Development of the ARCH2 hydrogen hub is unraveling due to high costs, uncertain demand, undercapitalized and inexperienced project developers, and uneconomic applications, according to a new research brief from the Ohio River Valley Institute.
In the year since the US Department of Energy awarded ARCH2 up to $925 million in federal grants, the project has been hamstrung by financial difficulties and project dropouts. Four project development partners have exited ARCH2 and five of the 15 originally proposed projects have been scrubbed. Of the remaining project development partners, two are struggling through chronic financial crisis and two more have never developed or managed a significant industrial facility.

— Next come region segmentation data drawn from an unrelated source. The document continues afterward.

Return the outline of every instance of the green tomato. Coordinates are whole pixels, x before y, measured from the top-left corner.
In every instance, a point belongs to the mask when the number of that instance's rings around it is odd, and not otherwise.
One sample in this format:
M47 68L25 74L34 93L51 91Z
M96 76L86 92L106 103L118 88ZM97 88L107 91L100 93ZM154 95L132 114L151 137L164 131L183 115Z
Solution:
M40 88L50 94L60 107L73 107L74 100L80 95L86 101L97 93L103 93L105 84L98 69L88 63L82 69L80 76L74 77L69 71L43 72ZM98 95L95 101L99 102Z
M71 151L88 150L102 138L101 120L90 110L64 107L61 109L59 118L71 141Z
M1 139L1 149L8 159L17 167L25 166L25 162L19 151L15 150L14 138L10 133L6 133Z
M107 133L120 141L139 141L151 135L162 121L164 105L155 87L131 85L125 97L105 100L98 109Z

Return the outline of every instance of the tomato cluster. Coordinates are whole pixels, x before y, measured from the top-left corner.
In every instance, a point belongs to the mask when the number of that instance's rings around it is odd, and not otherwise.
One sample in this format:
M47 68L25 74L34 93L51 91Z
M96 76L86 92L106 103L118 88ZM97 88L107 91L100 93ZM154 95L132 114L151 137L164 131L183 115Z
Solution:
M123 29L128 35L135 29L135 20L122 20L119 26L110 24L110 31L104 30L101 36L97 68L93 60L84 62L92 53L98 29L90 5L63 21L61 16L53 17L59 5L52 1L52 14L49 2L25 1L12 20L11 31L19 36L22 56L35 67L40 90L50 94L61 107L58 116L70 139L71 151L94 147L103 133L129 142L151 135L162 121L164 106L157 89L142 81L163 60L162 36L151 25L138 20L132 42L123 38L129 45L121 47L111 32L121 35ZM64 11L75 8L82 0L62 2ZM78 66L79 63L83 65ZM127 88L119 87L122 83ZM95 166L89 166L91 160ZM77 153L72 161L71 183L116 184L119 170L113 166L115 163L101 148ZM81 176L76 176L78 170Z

“ARCH2’s track record of scrapped projects and developer flight are glaring signs of risk for prospective investors, which is why, despite the federal largesse, the entire ARCH2 enterprise may ultimately amount to no more than a blip—albeit a very expensive one—on Appalachia’s economic and environmental landscape,” said author and Senior Researcher Sean O’Leary. “But if decisionmakers help shoehorn hydrogen into the uneconomic applications proposed by ARCH2, taxpayers, ratepayers, and residents could pay the price.”
Leading industry analysts describe the prospect of hydrogen production for electricity generation and home heating, end-uses proposed as part of ARCH2 by project developers TRC and EQT/Hope Gas, respectively, as “uncompetitive” and “terrible.”
Federal and state incentives to force hydrogen into uneconomic applications could pitch significant costs onto taxpayers and ratepayers. Even if the project overcomes its financial barriers, it is expected to achieve an emissions reduction of just 2% across the tri-state region, create fewer than 3,000 permanent jobs, and contribute a “miniscule” overall economic impact, the research brief finds.